La France, avec le traité qui nous est soumis aujourd’hui, cherche justement à conforter – avec ses moyens – son engagement auprès du peuple afghan. Le groupe socialiste va donc adopter ce traité d’amitié et de coopération, en souhaitant qu’il serve d’exemple. (Applaudissements sur les travées du groupe socialiste. – M. Yves Pozzo di Borgo applaudit également.)
M. le président. La parole est à M. Michel Boutant.
M. Michel Boutant. Monsieur le président, madame la ministre déléguée, mes chers collègues, le traité qu’il nous est donné d’examiner aujourd’hui marque une étape de plus – décisive, espérons-le ! – dans le long historique des relations diplomatiques franco-afghanes.
Voilà déjà quatre-vingt-dix ans, la délégation archéologique française en Afghanistan était créée, posant ainsi les bases d’une riche coopération culturelle. En 1923, le premier lycée francophone, connu aujourd’hui sous le nom d’Esteqlal, voyait le jour. Le 21 août 1966, un accord de coopération culturelle et technique était signé entre nos deux pays. Mais jamais n’avions-nous encore été unis par un traité. Ce sera d’ailleurs l’un des premiers traités signés par l’Afghanistan avec un pays en dehors de sa région.
D’emblée, je veux souligner que, au-delà des relations franco-afghanes, c’est aussi, de façon plus générale, la stabilisation de l’Afghanistan qui est ici en jeu. En effet, voilà près de onze ans, les États-Unis et leurs alliés, dont la France, attaquaient le régime taliban pour mettre fin à son soutien affiché aux actions terroristes d’Al-Qaïda. Une guerre longue, trop longue, s’est ensuivie, qui a endeuillé des milliers de familles afghanes et qui a aussi coûté la vie à quatre-vingt-sept de nos soldats. Je veux ici, après d’autres, et je sais que l’ensemble des personnes présentes se joindront à moi, rendre hommage à ces disparus et saluer leur engagement au service de la France et de la paix.

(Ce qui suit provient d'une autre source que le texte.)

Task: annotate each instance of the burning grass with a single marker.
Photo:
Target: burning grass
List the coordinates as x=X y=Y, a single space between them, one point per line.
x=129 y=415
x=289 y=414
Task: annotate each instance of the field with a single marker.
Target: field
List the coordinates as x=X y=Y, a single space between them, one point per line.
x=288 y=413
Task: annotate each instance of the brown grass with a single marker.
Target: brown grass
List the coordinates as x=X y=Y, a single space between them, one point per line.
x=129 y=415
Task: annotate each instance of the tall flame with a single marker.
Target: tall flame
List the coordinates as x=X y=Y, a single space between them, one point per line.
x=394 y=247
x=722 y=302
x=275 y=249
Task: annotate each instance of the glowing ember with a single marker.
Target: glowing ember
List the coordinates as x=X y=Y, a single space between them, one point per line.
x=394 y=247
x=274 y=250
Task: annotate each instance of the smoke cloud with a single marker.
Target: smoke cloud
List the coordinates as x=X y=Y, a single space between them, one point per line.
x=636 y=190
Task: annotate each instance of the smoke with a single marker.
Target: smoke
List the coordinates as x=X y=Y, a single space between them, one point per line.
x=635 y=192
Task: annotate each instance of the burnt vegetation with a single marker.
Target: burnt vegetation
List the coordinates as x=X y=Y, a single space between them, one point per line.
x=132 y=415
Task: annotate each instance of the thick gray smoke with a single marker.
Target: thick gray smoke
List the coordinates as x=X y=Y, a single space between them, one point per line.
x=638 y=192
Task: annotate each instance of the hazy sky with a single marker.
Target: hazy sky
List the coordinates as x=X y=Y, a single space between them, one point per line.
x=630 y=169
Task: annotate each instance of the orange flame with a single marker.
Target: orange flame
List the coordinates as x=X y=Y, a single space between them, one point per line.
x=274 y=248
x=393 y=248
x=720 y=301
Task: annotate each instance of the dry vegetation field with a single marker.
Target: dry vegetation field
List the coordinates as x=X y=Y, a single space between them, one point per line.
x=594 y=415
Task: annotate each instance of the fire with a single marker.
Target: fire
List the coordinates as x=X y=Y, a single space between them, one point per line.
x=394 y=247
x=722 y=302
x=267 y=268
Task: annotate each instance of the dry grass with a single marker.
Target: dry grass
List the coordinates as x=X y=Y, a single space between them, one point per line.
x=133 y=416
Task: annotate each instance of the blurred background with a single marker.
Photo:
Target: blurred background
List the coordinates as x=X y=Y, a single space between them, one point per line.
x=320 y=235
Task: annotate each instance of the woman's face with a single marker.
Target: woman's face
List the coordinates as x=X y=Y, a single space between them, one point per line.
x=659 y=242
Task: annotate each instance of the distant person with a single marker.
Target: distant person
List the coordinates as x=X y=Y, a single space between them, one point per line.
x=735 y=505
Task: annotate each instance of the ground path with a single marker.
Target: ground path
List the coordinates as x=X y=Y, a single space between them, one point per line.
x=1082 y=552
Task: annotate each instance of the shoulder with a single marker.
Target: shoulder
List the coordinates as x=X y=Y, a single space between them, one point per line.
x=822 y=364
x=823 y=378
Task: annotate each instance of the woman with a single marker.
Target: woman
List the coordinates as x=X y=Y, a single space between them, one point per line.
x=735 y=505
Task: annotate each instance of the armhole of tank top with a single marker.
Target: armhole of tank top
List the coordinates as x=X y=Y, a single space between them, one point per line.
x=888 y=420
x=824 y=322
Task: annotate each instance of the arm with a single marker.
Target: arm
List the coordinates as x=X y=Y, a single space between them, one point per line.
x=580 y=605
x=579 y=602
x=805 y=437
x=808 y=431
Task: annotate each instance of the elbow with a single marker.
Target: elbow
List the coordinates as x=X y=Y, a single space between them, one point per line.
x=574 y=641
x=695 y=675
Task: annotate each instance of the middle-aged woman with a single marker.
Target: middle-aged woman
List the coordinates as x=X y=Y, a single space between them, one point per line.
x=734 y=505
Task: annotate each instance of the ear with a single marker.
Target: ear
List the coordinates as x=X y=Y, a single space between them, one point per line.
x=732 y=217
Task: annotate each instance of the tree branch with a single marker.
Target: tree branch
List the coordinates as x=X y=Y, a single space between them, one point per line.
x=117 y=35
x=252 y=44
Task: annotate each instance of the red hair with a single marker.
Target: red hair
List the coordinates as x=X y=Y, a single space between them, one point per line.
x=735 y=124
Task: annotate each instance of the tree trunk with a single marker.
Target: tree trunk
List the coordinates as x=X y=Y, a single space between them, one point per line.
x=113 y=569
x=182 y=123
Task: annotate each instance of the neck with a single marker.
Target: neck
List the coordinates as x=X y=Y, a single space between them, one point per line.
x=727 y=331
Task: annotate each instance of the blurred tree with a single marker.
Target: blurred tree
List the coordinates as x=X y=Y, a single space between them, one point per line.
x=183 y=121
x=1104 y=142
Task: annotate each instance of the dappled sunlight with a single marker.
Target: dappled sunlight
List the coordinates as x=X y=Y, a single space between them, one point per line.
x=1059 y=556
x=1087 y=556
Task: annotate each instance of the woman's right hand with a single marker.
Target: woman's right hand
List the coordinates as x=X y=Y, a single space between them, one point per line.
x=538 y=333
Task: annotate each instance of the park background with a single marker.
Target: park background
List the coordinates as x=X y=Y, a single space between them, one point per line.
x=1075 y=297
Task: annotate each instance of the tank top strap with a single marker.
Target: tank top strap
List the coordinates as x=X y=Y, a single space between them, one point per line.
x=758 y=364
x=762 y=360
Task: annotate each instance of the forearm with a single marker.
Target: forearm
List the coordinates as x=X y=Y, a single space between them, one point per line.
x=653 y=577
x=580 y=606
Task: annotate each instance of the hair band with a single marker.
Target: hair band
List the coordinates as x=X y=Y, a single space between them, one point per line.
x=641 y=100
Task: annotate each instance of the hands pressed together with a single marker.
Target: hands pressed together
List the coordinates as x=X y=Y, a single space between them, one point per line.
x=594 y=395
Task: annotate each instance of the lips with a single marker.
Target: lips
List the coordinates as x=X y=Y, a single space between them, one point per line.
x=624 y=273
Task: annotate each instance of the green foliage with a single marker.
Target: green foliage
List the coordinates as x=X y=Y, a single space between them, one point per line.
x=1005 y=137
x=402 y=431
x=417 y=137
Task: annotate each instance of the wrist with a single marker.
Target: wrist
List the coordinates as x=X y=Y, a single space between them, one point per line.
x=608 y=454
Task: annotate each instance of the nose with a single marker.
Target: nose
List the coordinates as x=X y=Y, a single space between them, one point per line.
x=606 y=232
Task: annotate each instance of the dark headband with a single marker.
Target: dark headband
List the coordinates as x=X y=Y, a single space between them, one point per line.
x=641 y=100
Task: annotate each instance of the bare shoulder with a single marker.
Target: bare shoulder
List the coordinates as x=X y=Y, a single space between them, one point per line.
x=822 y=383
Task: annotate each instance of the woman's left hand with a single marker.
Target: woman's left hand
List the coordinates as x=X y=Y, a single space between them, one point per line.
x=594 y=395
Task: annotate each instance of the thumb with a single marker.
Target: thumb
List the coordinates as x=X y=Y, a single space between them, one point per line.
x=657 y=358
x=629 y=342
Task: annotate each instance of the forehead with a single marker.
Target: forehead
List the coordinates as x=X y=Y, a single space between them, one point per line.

On le sait, en Afghanistan, la guerre n’a pas encore cessé. Toutes ces années de conflit, ainsi qu’une instabilité chronique depuis l’invasion soviétique de 1979, ont mis le pays dans une situation humaine, économique et politique difficile. Aujourd’hui, nous l’espérons, l’heure de la stabilisation est venue.
Le traité d’amitié et de coopération entre la République française et la République islamique d’Afghanistan a été évoqué pour la première fois entre les présidents Hamid Karzaï et Nicolas Sarkozy à l’été 2011, à l’occasion d’un déplacement de ce dernier à Kaboul. Il a été signé le 27 janvier dernier, alors que M. Karzaï était à Paris. Depuis lors, le Président de la République, François Hollande, a effectué, à son tour, une visite en Afghanistan, quelques jours seulement après son investiture. Reste donc aujourd’hui aux parlements français et afghan à donner leur accord sur ce texte.
Du côté afghan, les réactions ont été immédiatement très positives lorsque le projet de traité a été présenté. Je pense que, pour notre part, nous pouvons également le considérer avec bienveillance. Je soulignerai qu’il s’agit d’un texte incontournable si l’on veut engager efficacement l’après-2012 pour la France en Afghanistan. Le temps de la présence militaire est révolu. C’est dans le domaine civil que nous aurons désormais un rôle à jouer.
Mais agir sur le civil ne signifie pas ignorer le militaire, la sécurité des Afghans et des Français. Ainsi, dès les premières lignes du traité, il est rappelé que la France « poursuit son appui à la formation et à l’efficacité des forces de sécurité afghanes ». Il s’agit non seulement de donner les moyens aux forces afghanes d’assurer la sécurité dans leur pays, mais aussi de prévenir toute menace qui pourrait viser les intérêts français. Nous aiderons l’Afghanistan – en tant que rapporteur pour avis du budget de la gendarmerie, j’y suis particulièrement sensible – à créer une gendarmerie nationale.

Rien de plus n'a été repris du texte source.